Will be making a series of donations (clothes, etc.) to a charity thrift store, what are the tax consequences?
Question:
Attach IRS Form 8283 to your return, giving the name & address of the recipient organization, a description of the property contributed, the date the property was acquired, how the property was acquired & its fair market value if the gift's value is over $500.
But that seems to apply if a single item is worth $500. What if I donate 50 collectable items each worth 10.00 bucks? Is this per donation or in a single day? I.e. should I limit each days donation to 499.00 and come back the next day?
As for how acquired, etc. These are things that I have long-sense thrown recipts away and have acquired anywhere from garage sales to stores. Do I have to really answer for every item in the batch? Will a pic & itemized inventory work?
Please CPA's or experts in this field only respond. Thanks!
Answer:
Form 8283 is required if the total of all noncash gifts to charity is more than $500. So you cannot avoid Form 8283 by making a series of donations each with value less than $500 if the total is more than $500 for the year.

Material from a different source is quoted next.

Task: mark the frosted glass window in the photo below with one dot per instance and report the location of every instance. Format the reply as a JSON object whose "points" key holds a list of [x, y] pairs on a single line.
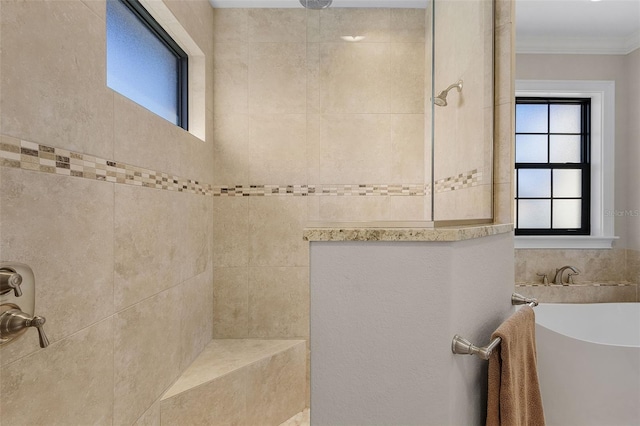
{"points": [[564, 149], [534, 214], [565, 118], [534, 183], [140, 63], [531, 148], [531, 118], [567, 183], [567, 214], [552, 166]]}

Keep a record of each item donated, maybe in a spreadsheet, and attach it to Form 8283. You need the FMV for all items, not just the ones that are valued at over $500. If you give 10 dresses in one batch, you could group those items together. But other than that you need to itemize everything to ensure that your deduction is allowed.
Also keep receipts from the charity with dates that can be cross-checked with your spreadsheet.
Even if you gave several gifts, you'll be liable to provide the details of the gifts on the form you describe, if your total gift is over $500, even if you gave to many charities vs a single charity. It's not hard to get this type of receipt from charities, it just involves doing some record keeping on your part.